Burbank, CA 91522-0001
Phone: (818) 954-6000
Finn (McConaughey) is a good-old boy who lives for adventure and treasure hunting, especially the legendary 18th century Queens’ Dowry: 40 chests of priceless Spanish treasure that was lost at sea in 1715. Absent-minded and always late, Finn barely even makes it to his own divorce trial from Tess (Hudson). However, Finn is not ready to get divorced, and he is not ready to move on past Tess.
Tess, though, seems more than ready to move on from her marriage to Finn. She has a new job on a mega-yacht owned by billionaire Nigel Honeycutt (Donald Sutherland), and she is ready to piece her life back together. When Finn discovers some new evidence in his quest to find the treasure, he charms his way onto Nigel’s yacht and convinces the billionaire and his entitled daughter, Gemma (Alexis Dziena), to finance one more campaign to find the lost gold. Begrudgingly, Tess can’t resist the idea of one last treasure hunt to find the gold that has eluded her and Finn for so long. They are not the only ones after the treasure, however. They must race against Finn’s old mentor and a local gangster to find it.
FOOL’S GOLD is a fun, but improbable and uneven, movie that feels like a mixture of many other adventure comedies throughout the years. From JEWEL OF THE NILE, ROMANCING THE STONE and GOONIES to the NATIONAL TREASURE movies and even McConaughey’s other adventure, SAHARA, FOOL’S GOLD mixes action, comedy and romance in an adventurous way.
However, even though it is fun, the movie is not very well made. The script misses several plot points and contains very flat characters, especially Sutherland and Dziena’s portrayals of Nigel and his debutante daughter, Gemma. Sutherland, for some reason, chooses to have a British dialect to his character, and it is one of the worst, most inconsistent dialect portrayals in recent memory. Dziena’s Gemma is a stereotypical take on pop culture princesses such as Paris Hilton and Nicole Richie. Her portrayal, though, is shallow and off-putting. The movie also has huge sequences of expository dialogue that will completely bore viewers.
Adding to these problems of quality is the movie’s somewhat mixed pagan worldview, including some sexual elements, foul language and glorified homosexual characters. FOOL’S GOLD is a shallow misfire that may leave audience members feeling like fools rather than like gold.
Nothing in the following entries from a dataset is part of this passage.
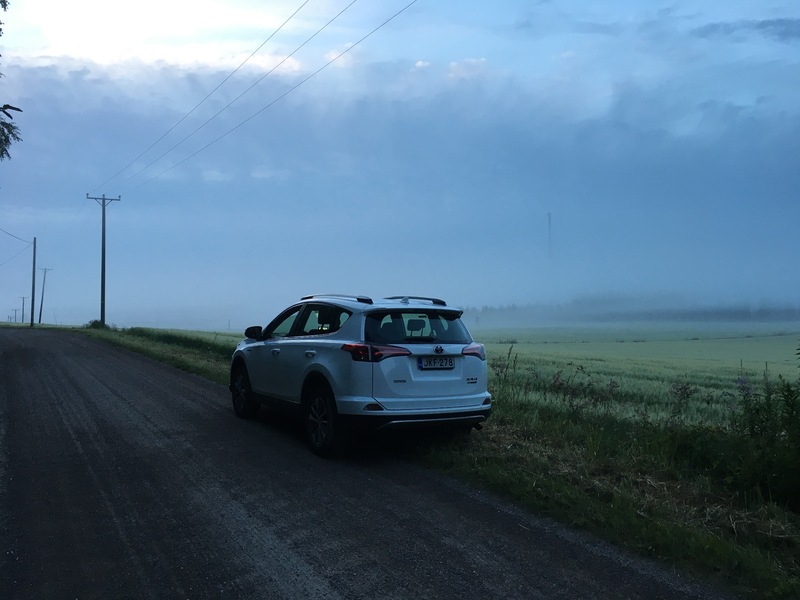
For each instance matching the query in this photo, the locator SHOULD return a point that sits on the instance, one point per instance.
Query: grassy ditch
(694, 464)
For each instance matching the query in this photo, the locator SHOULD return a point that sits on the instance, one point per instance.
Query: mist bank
(604, 310)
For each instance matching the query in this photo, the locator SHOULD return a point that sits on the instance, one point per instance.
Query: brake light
(373, 353)
(475, 349)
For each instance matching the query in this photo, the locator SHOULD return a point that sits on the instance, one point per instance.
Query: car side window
(281, 326)
(320, 319)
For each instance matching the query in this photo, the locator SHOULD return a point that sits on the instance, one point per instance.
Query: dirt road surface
(124, 478)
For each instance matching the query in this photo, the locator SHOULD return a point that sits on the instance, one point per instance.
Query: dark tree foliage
(9, 132)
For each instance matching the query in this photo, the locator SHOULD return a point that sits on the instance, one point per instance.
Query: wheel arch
(313, 381)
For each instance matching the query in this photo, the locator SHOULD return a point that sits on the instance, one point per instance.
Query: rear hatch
(430, 360)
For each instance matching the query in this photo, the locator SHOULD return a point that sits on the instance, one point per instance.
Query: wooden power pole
(103, 202)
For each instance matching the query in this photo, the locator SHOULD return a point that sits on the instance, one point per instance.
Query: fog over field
(635, 156)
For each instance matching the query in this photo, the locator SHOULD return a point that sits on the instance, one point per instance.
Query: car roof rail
(436, 301)
(362, 299)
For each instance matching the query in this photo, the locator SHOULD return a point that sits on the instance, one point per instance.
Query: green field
(665, 439)
(647, 359)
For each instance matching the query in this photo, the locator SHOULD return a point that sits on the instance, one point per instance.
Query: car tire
(244, 405)
(322, 422)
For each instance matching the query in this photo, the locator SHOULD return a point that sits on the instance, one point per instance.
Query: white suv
(343, 361)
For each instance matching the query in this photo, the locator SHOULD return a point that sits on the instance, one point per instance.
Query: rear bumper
(392, 420)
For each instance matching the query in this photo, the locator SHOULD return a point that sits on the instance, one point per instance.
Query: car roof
(366, 304)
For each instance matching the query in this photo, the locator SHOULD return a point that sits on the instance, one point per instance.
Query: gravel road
(124, 478)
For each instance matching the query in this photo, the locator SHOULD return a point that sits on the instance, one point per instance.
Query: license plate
(436, 362)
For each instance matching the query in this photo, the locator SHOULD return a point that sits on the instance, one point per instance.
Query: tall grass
(700, 474)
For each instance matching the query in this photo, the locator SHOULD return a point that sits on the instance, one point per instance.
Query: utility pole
(44, 281)
(33, 284)
(103, 202)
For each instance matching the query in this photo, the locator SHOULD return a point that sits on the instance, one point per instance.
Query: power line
(211, 93)
(15, 237)
(227, 106)
(17, 254)
(281, 96)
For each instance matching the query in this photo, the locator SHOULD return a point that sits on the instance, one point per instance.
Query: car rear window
(420, 327)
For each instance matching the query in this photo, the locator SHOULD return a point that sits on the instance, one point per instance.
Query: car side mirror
(253, 333)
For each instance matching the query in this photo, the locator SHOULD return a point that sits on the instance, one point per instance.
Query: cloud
(784, 30)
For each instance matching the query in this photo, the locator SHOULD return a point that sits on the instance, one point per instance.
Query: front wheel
(244, 405)
(322, 428)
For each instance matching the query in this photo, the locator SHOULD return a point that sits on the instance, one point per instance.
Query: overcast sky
(488, 153)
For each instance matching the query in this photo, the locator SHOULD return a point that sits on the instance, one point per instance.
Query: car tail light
(373, 353)
(475, 349)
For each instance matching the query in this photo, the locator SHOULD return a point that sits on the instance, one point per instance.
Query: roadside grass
(639, 446)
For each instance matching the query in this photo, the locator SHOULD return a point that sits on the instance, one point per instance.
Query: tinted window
(282, 324)
(408, 327)
(321, 318)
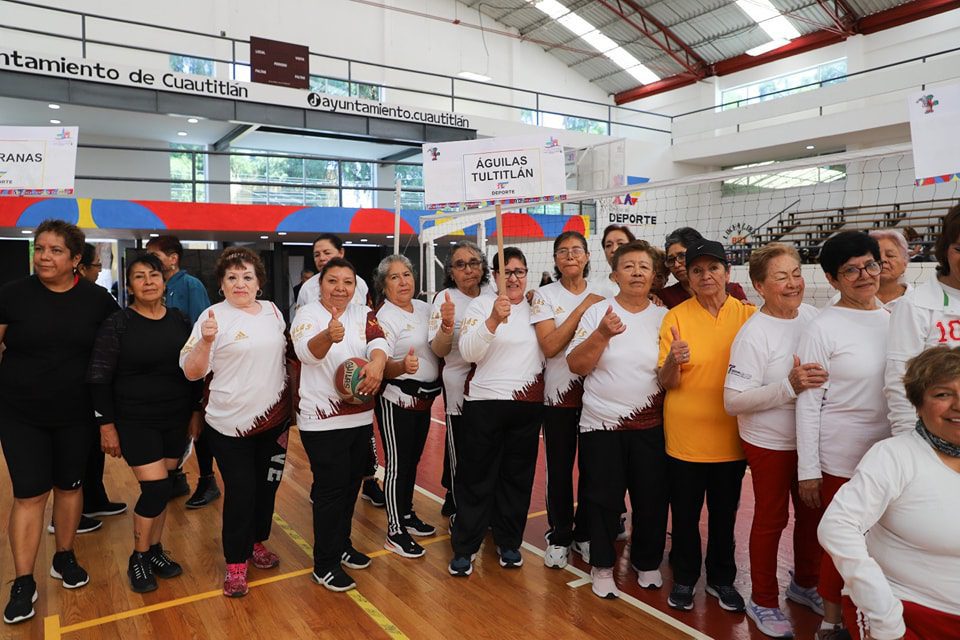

For movies with more substance, quality and stronger redemptive content that are still fun and exciting, audiences should go to www.movieguide.org and see what other options may be in theatres or home video.
FOOL’S GOLD is a fun, but improbable and uneven, movie that feels like a mixture of many other romantic adventure comedies. Though often entertaining, the movie is not very well made. The script misses several plot points and contains very flat characters, including a bad English accent from Donald Sutherland playing Kate Hudson’s boss. The movie also has huge boring sequences of expository dialogue. Finally, the story’s somewhat mixed pagan worldview, sexual elements, foul language, and two glorified homosexual characters will drive away people of faith and values.